CO2 shipping is a key enabler of the UK’s carbon capture and storage (CCS) projects. This week, key figures in the offshore energy and CCS sectors have called on the government to increase investment to meet the country’s targets for economic growth and net-zero emissions.
The CEO of the Carbon Capture and Storage Association (CCSA), Olivia Powis, has warned that the UK has an 18-month window in which to scale-up its maritime carbon transportation capacity if it is to meet 2030 carbon storage targets. ‘Shipping is not going to replace pipelines,’ she said this week, ‘but there are projects in the UK that need shipping because they are not located near a storage site and it also provides more flexibility and access to CO2 stores.’
The UK government’s CCS strategy is established around four clusters, some of which are not connected via pipelines to CO2 receiving terminals and will require shipping infrastructure. The four clusters are: HyNet (North West England and North Wales), East Coast Cluster (North East England), Acorn (North England and Scotland), and Viking CCS (the Humber).
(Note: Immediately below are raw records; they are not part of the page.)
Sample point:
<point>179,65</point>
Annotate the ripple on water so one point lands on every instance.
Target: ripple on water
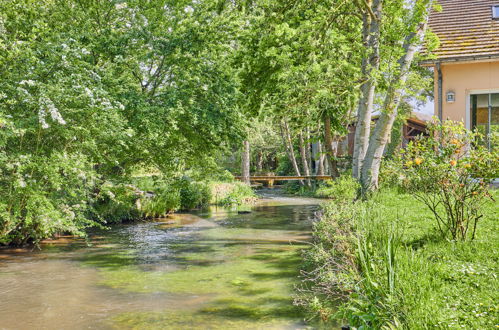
<point>213,270</point>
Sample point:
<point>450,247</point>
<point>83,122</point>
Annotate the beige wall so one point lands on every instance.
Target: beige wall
<point>465,79</point>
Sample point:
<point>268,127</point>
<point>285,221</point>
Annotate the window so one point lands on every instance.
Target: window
<point>485,115</point>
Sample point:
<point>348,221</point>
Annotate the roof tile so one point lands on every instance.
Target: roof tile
<point>465,28</point>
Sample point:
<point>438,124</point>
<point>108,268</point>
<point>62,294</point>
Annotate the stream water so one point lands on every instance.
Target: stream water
<point>217,269</point>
Powis also points to the regulatory challenges posed by cross-border CO2 shipping, which the UK must do more to address: ‘Policy remains the biggest obstacle to transporting CO2 across the EU-UK border – something that is otherwise technically feasible.’
In addition to this, the trade association, Offshore Energies UK (OEUK), has this week urged the UK government to uphold its financial commitments to CCS ahead of the 2025 Comprehensive Spending Review.
The industry body cautioned the government that deprioritising funding for Track-2 projects, including Viking and Acorn (two newest UK CCS clusters), could undermine the UK’s ambitions for economic growth and net-zero emissions. These projects have the potential, OEUK argues, to inject over £25 billion into the UK economy by 2035 and to create more than 30,000 jobs.
David Whitehouse, CEO of OEUK, commented: ‘Manufacturers around the UK need this technology to build a sustainable net zero economy. If we get this right, the new CCUS sector could protect over 100,00 jobs in industrial regions, contribute billions to the economy this decade and be worth £100 billion to the supply chain by 2050.’
There has, however, been recent progress in investment into the UK’s carbon storage infrastructure. Perenco, the Anglo-French oil and gas company, has recently begun testing the UK’s first CO2 injection programme, located at the Poseidon CCS project in the southern North Sea. Perenco is partnered with Carbon Catalyst and Harbour Energy on this project.
Starting from 2029 after the initial testing phase, the Poseidon CCS project is targeting an initial injection capacity of 1.5 million tonnes per year (MMtpa) and aims to scale-up to 10 MMtpa by 2034. Located in the Leman gas field, the UK’s largest depleted gas field, the project will use existing infrastructure, including Perenco’s Bacton terminal, to facilitate CO2 transportation and storage. The UK government’s commitment of £22 billion for CCS has been instrumental in developing this project.
Jo White, General Manager of Perenco UK, commented on the start of this injection testing programme: ‘As the first test of its kind in the UK, today’s news is a key moment, not only for Perenco and the wider Project Poseidon Joint Venture, but also for the UK’s decarbonisation ambitions. If successful, the project could be a significant store for CO2 in the future, playing a key role in decarbonising industrial emitters and helping the UK achieve its net zero objectives.’